Date: Sun, 21 Apr 2013 00:37:14 -0500

On 04/20/2013 05:36:46 AM, Blue Swirl wrote:
> I plan to add a sparc64 target built from source to Aboriginal Linux.
>
> For a lot of the 64-bit targets, actual 64 bit userspace support is
> strangely lacking. For ppc64 they say to use ppc32, and I've been told that
> about sparc64 as well. I don't know if this is an optimization or a
> requirement. I have a 32 bit image, I'd like to test the 64 bit codepaths as
> well...

It's a sort of optimization, the pointers are smaller. OpenBSD/sparc64
takes a different approach, every binary is 64 bits. Would it be hard
to make Aboriginal *BSD? ;-)

Not _that_ hard, but I'm not sure it's interesting?

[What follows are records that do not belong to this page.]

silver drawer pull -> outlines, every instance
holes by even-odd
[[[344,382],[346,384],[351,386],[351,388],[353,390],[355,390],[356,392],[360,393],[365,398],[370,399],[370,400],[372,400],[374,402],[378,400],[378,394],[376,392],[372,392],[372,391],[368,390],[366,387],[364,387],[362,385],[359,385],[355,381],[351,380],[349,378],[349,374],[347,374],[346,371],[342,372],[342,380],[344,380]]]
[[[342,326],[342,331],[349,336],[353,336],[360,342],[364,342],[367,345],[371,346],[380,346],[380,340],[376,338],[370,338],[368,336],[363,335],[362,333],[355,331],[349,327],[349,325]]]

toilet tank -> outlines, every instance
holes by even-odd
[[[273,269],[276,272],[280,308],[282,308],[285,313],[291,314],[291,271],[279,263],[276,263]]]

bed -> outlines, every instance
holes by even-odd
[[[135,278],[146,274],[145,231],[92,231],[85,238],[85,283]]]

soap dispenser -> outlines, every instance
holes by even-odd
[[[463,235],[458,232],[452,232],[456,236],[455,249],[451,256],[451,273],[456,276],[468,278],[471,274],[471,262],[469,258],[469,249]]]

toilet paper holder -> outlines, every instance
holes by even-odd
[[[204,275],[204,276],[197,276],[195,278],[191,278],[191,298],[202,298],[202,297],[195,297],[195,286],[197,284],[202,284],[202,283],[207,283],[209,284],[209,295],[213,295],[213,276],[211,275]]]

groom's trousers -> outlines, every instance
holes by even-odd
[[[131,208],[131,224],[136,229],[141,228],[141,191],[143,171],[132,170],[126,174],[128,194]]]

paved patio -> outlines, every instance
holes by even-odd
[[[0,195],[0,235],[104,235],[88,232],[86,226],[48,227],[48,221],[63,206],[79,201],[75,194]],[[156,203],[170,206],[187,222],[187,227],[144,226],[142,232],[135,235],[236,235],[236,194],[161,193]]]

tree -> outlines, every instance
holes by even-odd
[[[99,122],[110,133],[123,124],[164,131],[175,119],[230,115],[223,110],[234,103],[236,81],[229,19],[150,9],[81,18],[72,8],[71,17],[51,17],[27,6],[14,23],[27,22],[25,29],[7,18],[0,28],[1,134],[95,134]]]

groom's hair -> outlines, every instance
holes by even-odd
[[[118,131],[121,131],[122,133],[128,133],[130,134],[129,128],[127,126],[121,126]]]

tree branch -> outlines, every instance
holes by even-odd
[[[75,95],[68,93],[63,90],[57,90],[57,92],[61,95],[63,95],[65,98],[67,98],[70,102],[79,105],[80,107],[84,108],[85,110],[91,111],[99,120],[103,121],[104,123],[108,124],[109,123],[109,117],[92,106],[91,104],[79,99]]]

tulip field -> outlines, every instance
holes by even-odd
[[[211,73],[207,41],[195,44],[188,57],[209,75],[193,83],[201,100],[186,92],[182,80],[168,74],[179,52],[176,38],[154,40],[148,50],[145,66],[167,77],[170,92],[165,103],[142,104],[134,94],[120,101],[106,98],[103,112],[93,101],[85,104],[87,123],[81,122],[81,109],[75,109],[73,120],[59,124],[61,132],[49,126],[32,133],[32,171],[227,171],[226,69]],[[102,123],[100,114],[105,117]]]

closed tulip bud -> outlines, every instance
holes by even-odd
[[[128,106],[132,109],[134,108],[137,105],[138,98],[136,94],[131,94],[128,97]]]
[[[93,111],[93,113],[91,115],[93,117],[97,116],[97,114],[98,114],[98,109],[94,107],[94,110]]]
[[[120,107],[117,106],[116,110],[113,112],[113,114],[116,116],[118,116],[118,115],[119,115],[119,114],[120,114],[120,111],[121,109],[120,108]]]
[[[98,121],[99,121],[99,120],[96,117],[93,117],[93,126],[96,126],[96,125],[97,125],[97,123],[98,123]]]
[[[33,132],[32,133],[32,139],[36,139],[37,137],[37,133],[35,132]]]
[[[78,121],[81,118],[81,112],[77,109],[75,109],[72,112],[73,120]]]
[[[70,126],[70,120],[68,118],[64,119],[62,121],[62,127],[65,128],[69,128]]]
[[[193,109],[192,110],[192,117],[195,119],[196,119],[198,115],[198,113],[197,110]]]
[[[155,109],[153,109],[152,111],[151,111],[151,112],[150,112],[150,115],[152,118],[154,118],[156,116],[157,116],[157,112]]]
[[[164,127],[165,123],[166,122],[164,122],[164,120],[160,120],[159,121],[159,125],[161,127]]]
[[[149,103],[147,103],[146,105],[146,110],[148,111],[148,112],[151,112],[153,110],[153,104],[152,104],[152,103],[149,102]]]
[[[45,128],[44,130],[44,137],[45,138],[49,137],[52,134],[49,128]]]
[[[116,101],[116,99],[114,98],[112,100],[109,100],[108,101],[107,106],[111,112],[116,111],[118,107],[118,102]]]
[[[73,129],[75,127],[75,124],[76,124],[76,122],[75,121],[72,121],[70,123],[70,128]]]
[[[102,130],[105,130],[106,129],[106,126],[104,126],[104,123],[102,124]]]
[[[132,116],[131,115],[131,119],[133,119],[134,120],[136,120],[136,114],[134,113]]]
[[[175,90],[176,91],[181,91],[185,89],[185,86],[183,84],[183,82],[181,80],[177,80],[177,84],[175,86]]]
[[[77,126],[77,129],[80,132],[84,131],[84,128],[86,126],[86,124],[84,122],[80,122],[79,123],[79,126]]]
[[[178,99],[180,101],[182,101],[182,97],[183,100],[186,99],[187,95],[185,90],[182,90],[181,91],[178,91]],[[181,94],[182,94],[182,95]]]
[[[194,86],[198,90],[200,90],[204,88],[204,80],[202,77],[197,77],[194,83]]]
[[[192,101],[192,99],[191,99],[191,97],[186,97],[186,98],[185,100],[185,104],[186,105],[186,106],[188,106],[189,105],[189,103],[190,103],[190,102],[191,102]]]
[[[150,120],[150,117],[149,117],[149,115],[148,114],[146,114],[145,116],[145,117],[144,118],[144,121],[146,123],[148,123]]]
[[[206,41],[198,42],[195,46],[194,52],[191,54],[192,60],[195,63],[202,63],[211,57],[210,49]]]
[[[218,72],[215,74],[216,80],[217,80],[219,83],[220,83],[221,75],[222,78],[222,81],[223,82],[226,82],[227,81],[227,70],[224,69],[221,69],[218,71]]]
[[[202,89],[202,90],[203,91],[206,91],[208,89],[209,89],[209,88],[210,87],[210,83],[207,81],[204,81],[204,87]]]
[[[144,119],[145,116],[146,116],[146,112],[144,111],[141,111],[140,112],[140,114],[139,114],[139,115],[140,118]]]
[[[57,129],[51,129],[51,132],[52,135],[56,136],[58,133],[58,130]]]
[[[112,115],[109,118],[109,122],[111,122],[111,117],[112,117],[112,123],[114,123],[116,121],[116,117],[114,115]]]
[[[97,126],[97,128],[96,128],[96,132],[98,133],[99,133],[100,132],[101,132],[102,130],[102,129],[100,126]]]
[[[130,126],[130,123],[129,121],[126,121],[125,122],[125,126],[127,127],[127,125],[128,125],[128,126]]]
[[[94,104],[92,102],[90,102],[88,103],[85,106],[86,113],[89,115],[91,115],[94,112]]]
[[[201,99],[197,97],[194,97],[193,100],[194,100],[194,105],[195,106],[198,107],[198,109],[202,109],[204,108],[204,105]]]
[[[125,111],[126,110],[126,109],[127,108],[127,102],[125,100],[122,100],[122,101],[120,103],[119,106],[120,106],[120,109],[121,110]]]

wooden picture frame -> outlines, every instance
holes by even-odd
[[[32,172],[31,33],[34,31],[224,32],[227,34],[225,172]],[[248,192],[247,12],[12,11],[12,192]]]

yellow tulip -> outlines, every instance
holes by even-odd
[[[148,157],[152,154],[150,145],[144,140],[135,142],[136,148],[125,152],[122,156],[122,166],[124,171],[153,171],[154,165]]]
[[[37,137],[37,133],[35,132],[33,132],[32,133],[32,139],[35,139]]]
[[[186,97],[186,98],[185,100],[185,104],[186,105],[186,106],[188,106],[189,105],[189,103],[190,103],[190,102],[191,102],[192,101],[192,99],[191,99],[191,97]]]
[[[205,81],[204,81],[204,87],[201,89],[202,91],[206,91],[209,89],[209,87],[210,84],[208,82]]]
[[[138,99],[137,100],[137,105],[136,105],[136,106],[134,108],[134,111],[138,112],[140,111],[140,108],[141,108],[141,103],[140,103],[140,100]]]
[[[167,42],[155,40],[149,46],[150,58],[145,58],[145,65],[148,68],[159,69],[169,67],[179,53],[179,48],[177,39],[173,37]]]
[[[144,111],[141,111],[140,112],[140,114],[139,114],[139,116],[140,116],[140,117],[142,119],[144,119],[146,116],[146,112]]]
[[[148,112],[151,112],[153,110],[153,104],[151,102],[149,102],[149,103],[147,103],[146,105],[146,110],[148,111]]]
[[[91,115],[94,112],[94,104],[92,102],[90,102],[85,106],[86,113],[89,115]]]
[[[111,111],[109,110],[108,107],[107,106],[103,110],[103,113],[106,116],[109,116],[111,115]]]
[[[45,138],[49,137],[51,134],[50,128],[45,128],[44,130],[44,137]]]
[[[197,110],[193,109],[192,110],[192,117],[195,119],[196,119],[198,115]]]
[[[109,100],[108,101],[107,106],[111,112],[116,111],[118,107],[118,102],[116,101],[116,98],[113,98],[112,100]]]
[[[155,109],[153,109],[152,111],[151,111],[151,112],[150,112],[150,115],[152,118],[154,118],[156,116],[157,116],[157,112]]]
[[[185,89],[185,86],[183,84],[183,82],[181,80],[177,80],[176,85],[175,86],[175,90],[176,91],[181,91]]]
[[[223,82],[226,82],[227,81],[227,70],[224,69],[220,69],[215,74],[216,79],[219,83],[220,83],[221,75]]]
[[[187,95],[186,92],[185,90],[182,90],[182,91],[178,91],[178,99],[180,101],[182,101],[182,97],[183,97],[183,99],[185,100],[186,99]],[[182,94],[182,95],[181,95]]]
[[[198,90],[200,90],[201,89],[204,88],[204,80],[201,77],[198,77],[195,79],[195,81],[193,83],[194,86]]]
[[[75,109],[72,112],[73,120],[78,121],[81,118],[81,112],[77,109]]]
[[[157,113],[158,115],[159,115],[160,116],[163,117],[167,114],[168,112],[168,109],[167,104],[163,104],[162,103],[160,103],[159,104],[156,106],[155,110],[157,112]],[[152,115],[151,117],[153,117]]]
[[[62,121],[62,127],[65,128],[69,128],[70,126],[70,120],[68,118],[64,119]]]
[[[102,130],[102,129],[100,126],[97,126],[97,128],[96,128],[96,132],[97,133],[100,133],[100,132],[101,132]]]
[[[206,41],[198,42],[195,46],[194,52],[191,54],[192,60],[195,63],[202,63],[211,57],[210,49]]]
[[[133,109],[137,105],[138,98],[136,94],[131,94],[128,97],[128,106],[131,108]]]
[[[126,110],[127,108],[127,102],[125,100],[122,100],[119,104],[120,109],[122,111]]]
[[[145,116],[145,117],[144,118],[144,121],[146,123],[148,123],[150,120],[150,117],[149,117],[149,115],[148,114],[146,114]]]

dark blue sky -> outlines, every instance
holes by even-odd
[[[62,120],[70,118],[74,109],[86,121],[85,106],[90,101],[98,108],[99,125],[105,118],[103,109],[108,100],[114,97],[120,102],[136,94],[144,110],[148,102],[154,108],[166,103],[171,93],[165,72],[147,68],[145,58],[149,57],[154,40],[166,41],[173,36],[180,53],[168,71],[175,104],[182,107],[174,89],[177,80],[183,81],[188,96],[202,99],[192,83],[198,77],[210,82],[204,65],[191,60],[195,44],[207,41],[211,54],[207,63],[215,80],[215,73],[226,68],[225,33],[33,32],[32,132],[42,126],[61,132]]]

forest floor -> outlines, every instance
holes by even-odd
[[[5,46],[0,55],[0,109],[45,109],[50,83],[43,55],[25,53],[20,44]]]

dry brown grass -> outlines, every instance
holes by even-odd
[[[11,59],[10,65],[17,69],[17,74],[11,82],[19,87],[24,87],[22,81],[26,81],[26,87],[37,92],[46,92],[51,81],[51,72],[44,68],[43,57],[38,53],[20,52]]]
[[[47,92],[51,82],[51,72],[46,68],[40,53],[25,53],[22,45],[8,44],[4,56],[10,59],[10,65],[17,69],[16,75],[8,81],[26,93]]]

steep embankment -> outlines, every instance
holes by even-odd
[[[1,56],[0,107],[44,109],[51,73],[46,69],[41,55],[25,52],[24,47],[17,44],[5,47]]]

Aboriginal Linux is basically 7 packages: linux, gcc, binutils, uClibc, make, bash, and busybox. (I also add distcc so the native toolchain can move some of the heavy lifting of compilation outside the emulator, but that's optional.)

This is the smallest system capable of not only rebuilding itself under itself, but building Linux From Scratch under the result (and thus natively bootstrapping up to an arbitrary set of packages).

I'm gradually replacing busybox with toybox, and I'm migrating from uClibc to musl. I vaguely plan to read the various klibc arch support bits to add new architectures to musl, but my day job doesn't have anything to do with my hobby programming so there's a chronic shortage of time, and toybox 1.0 is my priority right now for reasons I blatered at length about at ELC a month or so back (http://youtu.be/SGmtP5Lg_t0).

In theory swapping in a bsd kernel and libc, and beating the toolchain into accepting it, might not be too hard. But what I'm more likely to do is try to add sparc64 support to musl and convince the toolchain it's just going to have to cope with the idea of a 64 bit sparc userspace.